Questions and Answers : Unix/Linux : SC Model won\'t start
Message board moderation
Author | Message |
---|---|
Send message Joined: 5 Aug 04 Posts: 1496 Credit: 95,522,203 RAC: 0 |
Some of us saw this in Alpha or Beta (or CMspinup?): Starting model in /home/jim/CPDNboinc/projects/climateapps2.oucs.ox.ac.uk_cpdnboinc... Created shared memory region key = 26580 .so shmem return code = 136457540 Copying files for startup... Starting model ID 482y_a00297370 Phase 1 Waiting for model startup, this may take a minute... Model timeout at 180.00 seconds Preparing for restart... Rewinding a model-day... Starting model ID 482y_a00297370 Phase 1 Waiting for model startup, this may take a minute... And waiting, and waiting, and waiting ... If it does as before, it will fail because it can\'t find restart files. (P4 3.0, SuSE 9.0) Edit: As expected: Waiting for model startup, this may take a minute... Model timeout at 180.00 seconds Preparing for restart... Rewinding a model-month... Error: Restart files for dataout/restart.month not found Giving up, this result exceeded crash count for available restart files. 2005-09-13 02:45:19 [climateprediction.net] Computation for result 482y_a00297370 finished 2005-09-13 02:45:19 [climateprediction.net] Unrecoverable error for result 482y_a00297370_0 (Output file error: -1) 2005-09-13 02:45:19 [climateprediction.net] Unrecoverable error for result 482y_a00297370_0 (Output file error: -1) Another Model was D/L & started; it began to play the same game so: CTRL-C. Shutting down another box -- nothing to run.
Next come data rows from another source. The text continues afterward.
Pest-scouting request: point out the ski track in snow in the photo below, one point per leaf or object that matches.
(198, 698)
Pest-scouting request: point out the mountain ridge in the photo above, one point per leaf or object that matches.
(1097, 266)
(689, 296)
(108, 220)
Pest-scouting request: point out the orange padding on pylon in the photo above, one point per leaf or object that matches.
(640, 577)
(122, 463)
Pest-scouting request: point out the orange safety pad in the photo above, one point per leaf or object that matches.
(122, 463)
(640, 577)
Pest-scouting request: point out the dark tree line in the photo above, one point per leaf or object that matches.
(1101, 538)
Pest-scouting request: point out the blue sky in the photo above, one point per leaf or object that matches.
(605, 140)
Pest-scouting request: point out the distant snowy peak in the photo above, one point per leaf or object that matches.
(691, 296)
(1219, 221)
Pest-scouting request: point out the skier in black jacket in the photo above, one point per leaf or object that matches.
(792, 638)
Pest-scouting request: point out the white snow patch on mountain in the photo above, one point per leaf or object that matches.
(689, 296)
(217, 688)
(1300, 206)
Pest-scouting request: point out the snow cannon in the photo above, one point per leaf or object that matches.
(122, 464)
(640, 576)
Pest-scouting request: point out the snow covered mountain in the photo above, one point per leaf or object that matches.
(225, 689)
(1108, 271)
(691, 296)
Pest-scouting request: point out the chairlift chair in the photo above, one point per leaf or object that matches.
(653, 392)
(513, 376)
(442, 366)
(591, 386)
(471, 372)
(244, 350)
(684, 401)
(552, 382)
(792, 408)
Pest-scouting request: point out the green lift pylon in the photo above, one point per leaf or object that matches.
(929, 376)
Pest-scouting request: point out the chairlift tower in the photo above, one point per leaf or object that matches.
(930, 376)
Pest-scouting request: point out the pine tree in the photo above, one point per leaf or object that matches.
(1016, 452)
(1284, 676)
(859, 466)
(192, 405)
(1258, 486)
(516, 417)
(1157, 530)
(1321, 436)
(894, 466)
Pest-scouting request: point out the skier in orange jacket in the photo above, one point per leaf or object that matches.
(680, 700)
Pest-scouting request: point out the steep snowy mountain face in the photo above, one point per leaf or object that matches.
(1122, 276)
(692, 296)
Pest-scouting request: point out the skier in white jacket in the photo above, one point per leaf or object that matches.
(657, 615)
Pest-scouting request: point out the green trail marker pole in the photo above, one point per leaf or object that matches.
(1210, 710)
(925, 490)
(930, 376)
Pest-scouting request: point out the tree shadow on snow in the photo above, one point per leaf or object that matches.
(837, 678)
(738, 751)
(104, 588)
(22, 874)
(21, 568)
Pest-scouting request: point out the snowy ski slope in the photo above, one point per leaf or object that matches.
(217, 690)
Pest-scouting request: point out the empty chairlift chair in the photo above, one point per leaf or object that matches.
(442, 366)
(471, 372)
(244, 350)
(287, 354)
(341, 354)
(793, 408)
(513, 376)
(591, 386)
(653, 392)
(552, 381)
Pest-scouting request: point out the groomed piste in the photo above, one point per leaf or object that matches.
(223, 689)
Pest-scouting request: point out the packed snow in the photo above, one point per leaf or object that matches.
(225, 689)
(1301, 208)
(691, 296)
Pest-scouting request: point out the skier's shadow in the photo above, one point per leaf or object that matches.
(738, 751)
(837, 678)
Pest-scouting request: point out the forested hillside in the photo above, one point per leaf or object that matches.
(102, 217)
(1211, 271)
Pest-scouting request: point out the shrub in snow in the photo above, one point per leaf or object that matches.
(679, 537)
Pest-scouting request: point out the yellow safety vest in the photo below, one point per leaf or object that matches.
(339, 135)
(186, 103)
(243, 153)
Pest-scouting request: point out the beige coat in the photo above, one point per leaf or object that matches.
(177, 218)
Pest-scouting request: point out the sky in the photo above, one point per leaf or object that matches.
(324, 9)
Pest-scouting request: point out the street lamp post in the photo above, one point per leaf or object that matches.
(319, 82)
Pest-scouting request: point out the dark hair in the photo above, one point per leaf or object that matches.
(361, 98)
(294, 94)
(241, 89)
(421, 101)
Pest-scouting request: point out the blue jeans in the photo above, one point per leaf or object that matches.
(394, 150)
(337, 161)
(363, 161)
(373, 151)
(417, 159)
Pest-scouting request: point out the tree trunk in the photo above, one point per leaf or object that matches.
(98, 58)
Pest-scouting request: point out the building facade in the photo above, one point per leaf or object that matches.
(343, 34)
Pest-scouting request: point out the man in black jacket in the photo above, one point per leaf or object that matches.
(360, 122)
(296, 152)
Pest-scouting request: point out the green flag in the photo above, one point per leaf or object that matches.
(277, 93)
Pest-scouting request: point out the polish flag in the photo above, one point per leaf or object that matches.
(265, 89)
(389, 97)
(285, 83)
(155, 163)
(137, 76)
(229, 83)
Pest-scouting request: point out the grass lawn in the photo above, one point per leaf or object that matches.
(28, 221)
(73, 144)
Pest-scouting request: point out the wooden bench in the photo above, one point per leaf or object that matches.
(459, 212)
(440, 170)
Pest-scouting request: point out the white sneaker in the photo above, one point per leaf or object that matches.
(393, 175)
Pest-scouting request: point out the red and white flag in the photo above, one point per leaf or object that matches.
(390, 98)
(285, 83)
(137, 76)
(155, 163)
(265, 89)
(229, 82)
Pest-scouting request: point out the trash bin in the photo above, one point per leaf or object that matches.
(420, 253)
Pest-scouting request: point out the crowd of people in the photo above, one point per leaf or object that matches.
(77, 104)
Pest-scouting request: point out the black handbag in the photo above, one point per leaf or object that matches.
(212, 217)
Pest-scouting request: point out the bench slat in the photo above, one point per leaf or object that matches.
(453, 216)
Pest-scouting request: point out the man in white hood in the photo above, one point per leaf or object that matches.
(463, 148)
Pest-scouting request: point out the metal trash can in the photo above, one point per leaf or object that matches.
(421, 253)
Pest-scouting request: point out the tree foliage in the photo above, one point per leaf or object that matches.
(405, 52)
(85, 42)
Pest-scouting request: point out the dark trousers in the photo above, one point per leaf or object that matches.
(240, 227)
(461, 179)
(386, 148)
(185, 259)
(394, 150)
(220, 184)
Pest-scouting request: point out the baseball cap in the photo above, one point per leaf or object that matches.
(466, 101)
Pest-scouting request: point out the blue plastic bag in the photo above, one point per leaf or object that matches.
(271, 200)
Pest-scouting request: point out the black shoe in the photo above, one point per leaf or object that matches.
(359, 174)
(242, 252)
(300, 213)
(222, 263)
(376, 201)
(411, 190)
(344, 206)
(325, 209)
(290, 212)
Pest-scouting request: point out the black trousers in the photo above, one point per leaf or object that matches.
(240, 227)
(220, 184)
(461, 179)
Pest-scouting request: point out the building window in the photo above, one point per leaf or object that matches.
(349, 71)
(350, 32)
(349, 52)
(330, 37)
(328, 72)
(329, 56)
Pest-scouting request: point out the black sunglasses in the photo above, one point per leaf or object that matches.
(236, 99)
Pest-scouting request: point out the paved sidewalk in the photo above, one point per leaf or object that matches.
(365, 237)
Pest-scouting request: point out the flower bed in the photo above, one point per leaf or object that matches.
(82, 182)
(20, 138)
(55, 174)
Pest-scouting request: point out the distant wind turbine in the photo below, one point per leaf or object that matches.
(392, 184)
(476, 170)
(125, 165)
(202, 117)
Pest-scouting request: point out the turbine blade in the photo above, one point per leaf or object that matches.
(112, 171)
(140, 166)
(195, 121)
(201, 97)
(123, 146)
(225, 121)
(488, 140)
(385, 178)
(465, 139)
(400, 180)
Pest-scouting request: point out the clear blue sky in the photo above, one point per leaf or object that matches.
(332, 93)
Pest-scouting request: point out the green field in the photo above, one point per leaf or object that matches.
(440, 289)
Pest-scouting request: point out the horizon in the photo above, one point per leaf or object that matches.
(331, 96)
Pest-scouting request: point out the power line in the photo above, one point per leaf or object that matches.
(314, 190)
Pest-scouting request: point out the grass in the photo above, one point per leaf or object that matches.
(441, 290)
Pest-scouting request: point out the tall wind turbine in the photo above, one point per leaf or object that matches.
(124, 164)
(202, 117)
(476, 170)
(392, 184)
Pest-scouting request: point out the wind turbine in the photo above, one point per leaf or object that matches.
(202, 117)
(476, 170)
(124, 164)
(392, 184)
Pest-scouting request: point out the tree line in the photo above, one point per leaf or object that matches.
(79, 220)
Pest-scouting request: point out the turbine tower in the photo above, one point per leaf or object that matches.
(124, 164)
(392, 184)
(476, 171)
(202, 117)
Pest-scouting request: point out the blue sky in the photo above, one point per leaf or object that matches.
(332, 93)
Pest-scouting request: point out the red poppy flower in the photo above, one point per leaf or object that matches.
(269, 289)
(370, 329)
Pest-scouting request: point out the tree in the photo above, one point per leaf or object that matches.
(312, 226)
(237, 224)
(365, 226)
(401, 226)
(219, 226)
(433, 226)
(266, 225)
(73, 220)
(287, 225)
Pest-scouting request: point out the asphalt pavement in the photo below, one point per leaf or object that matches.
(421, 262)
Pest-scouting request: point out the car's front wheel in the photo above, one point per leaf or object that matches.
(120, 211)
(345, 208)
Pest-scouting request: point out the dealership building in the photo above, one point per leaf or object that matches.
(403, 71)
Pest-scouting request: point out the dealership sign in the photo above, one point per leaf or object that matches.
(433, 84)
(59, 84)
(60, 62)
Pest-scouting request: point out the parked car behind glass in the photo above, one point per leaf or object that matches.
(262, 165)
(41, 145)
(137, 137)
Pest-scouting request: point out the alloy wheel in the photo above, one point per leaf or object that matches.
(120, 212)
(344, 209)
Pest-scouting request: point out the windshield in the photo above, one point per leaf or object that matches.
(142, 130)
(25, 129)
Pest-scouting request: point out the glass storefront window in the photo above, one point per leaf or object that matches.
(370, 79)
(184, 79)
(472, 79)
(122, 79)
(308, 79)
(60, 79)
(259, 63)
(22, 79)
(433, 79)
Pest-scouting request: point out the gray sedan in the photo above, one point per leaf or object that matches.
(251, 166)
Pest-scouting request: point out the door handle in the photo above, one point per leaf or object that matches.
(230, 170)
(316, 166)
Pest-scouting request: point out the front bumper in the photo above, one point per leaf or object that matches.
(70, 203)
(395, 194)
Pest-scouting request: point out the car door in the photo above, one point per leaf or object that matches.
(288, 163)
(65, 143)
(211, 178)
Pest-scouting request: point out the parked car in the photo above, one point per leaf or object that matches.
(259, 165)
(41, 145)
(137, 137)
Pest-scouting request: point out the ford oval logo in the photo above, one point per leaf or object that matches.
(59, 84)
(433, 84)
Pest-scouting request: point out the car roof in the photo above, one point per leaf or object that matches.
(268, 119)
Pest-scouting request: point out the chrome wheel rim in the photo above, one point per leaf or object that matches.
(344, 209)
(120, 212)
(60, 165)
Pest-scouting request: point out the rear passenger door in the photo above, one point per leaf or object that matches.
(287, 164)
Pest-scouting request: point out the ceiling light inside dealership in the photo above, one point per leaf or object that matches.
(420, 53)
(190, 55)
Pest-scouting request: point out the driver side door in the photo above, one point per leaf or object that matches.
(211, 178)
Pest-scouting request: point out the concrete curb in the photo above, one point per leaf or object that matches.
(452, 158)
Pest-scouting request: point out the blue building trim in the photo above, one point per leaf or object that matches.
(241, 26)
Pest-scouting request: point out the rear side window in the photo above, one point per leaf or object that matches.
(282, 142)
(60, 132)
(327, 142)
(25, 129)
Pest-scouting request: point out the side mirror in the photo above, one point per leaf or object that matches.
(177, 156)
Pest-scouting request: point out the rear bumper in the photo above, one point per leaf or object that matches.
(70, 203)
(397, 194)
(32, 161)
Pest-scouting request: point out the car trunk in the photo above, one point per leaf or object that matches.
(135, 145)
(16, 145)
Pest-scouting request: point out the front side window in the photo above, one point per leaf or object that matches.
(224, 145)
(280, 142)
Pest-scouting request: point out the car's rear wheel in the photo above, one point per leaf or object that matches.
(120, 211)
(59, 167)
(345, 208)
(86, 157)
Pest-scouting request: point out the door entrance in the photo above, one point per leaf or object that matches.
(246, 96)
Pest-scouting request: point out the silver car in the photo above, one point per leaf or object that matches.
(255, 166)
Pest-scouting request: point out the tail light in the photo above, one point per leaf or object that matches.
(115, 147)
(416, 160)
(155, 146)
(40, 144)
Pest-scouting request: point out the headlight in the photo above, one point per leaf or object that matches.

That makes two of my five... "We have met the enemy and he is us." -- Pogo Greetings from coastal Washington state, the scenic US Pacific Northwest. |
Send message Joined: 6 Aug 04 Posts: 65 Credit: 1,605,224 RAC: 0 |
What did you do to start this problem astoWX? Which boinc version? Was it a reboot, perhaps accidental improper model shut down, etc? Just curious so that I don\'t accidentally create a similar problem here. Is this mainly with the Sulphur models? They seem more sensitive to me, I think I\'ve crashed a couple myself somehow. Thx Dave |
Send message Joined: 5 Aug 04 Posts: 1496 Credit: 95,522,203 RAC: 0 |
What did you do to start this problem astoWX? Which boinc version? Was it a reboot, perhaps accidental improper model shut down, etc? Just curious so that I don\'t accidentally create a similar problem here. After two SC Beta Models (4.43/4.18) finished on that machine, Beta was stopped (two 4.18 Beta Models remain to be crunched (and I may return to them despite the ussues with 4.28). Went to HacSM3 in a separate folder (CC 4.19/SM 4.13) to restart an old run in early Phase 1. Each Trickle generated a new Host ID and no credit was posted to the new IDs for those trickles. Figuring the Data Base was hosed again, I deleted middle IDs and merged the oldest and newest, then forced an error on the old Run. That prompted D/L of the Sulfur Model and the renewal of an old error, posted above. (Time out; must restart Dbox to verify SC & CC versions.) CC 4.19/SC 4.21. (4.19 is okay for SC except that it doesn\'t U/L results after each Phase.)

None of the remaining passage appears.